A Graph Shows Distance On The Vertical Axis And Time On The Horizontal Axis. If The Speed Is Steadily Increasing, What Will The Line Representing Speed Look Like On The Graph?
If the speed is steadily increasing, the line representing speed on the graph will appear as a straight line with a positive slope. This means that as time increases, the distance covered in a given time interval also increases at a constant rate. The slope of the line represents the rate of change of distance with respect to time, also known as the speed.
If the graph shows distance on the vertical axis and time on the horizontal axis, and the speed is steadily increasing, the line representing speed on the graph will be a line with a positive slope. This means that as time progresses, the distance covered will increase at a faster and faster rate.
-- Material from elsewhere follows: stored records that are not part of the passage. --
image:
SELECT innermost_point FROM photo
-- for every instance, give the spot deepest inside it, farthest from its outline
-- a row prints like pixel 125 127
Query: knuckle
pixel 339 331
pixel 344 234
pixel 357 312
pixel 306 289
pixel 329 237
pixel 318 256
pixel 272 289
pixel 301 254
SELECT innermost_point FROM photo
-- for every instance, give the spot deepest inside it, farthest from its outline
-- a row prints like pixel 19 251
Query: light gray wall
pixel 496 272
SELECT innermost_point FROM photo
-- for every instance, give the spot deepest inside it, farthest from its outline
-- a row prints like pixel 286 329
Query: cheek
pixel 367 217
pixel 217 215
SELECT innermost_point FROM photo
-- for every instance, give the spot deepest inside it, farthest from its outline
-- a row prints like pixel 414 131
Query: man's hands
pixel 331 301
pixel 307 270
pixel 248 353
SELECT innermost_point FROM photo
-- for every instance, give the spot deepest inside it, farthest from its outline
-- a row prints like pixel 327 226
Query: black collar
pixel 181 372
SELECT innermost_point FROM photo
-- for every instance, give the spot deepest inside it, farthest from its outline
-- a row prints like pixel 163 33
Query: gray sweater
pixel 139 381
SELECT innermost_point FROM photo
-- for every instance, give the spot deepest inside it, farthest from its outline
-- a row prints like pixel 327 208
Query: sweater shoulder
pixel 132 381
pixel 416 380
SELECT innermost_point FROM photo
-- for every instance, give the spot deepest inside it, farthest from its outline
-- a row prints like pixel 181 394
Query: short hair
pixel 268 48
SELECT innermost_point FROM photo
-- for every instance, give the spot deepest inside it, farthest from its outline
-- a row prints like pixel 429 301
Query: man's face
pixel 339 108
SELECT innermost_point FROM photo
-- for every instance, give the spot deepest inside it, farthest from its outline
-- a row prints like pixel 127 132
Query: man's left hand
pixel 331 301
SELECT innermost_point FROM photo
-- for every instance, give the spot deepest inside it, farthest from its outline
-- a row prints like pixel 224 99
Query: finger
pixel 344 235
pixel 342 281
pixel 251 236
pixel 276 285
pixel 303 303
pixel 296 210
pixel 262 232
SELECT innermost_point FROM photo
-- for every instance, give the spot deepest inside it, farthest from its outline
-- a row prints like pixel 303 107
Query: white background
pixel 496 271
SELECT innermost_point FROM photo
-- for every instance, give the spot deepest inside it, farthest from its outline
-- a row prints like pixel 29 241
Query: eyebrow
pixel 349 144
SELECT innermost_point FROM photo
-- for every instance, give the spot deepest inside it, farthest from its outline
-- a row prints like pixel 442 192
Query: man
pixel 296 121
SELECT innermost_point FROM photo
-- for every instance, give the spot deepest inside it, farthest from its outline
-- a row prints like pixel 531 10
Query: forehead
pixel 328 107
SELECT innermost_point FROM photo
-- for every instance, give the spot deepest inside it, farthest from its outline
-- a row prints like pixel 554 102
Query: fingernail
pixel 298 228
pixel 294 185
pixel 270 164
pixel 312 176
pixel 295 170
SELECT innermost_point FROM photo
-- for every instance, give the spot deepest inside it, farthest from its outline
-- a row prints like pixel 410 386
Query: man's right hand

To understand why the line representing speed will have a positive slope, we need to remember that speed is the rate at which distance is covered over time. If the speed is steadily increasing, it means that for each unit of time that passes, the distance covered is greater than in the previous unit of time.
For example, if you start at a point on the graph and move along the horizontal axis (representing time), you will see that the corresponding vertical values (representing distance) will increase at an increasing rate. This creates a line that slopes upward, indicating the increasing speed.
In summary, when the speed is steadily increasing, the line representing speed on the graph will have a positive slope, showing that the distance covered increases with time at an increasing rate.